Better identification of saffron
The leaves of saffron are usually one to four centimeters long. Saffron has sharp leaves that are darker and lighter underneath.
The severity of this difference varies between species. Leaf thickness may also be low or high in different saffron varieties such as khazri, zagros; white, purple, beautiful and jasmine.
Stigma is the most important part of the saffron flower is the saffron. The stigma is divided into different parts of “sorghum”, “pulpal”, “bunch” and “konjeh”. The best quality of saffron comes from the upper part of stigma.
The stigma color, which depends on the amount of carotenoid and lycopene present, ranges from pale red to pale orange.
The stigma or redness of the saffron flower is called the root. This part is bright red at the beginning of harvest, but gradually darkens.
The stigma is three-branched and its size different from three part style and may longer, shorter or same size with style. Its length differs in comparison with petal. All types of saffron style found in Iran. The end of the stigma is folded which is found in some cultivars of saffron.
The width of the crater varies from wide to thin.
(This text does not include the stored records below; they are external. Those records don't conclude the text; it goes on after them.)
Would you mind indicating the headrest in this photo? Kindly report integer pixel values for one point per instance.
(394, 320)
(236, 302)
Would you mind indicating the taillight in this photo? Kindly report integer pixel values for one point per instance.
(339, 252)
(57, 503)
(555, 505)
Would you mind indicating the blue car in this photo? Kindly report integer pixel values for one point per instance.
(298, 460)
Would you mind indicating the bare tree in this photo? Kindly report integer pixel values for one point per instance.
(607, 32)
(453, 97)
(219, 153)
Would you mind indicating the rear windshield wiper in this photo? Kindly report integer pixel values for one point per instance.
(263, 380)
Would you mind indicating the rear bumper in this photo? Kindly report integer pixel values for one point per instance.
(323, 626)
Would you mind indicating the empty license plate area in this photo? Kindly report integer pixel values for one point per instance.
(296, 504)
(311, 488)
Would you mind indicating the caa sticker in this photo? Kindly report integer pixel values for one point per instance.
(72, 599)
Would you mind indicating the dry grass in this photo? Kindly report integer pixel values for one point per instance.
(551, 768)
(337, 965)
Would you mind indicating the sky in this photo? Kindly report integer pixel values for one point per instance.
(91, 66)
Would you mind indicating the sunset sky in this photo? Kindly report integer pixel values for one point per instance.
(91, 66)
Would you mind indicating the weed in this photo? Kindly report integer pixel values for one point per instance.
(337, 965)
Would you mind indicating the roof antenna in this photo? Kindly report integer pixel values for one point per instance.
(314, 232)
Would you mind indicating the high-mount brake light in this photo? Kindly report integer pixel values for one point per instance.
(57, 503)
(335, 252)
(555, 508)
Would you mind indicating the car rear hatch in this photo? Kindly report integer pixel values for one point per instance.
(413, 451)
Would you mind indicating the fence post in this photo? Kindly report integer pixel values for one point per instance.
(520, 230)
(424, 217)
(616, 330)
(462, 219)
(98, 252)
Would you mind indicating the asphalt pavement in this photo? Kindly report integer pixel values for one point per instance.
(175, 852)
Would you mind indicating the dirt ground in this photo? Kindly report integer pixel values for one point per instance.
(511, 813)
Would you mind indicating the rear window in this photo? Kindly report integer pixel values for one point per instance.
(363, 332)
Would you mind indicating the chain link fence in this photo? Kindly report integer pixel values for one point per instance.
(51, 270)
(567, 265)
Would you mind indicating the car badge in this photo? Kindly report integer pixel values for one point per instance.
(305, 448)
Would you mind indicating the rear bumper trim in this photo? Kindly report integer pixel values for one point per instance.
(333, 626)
The color of the end of the stigma has a white vein, which may vary, depending on the species.
It is yellowish in some species, such as the Caspian saffron, and in some other species, such as the Zagros saffron is lighter. This color difference depends on the proportion of carotenoid present in that species.
The general shape of the bulb can be elliptical, ovoid, rhombic, ovoid, circular or elliptic. One of the traits under consideration is its neck width, which can be very narrow, narrow, and up to very wide. The shape of the saffron onion base may be round or flaky.
Also, the diameter of the bulb at the beginning, end and middle of the bulb may vary. Bulb shape is very important in terms of its use in the market. In saffron onions, multiflora, as in most medicinal plants containing onions, has a very low percentage
The saffron bulb has brown fibers that in some species are very compact and in some species less backward, beyond which the white onion is clearly visible.
It is the first organ of saffron to appear on the soil surface as soon as it sprouts and forms a pin. The scoops are very tall in some cultivars and are most commonly found in tall saffron cultivars. Most of the medium varieties are also present and in short cultivars saffron is also very short.
Fresh saffron has a delicious aroma and gives the foods a special taste and pleasure.
Only twice a year, the first of November (before harvesting) and early December (at the end of harvesting) needs water, and by spring, rain and snow are sufficient.
Planting, harvesting and harvesting it creates many job opportunities.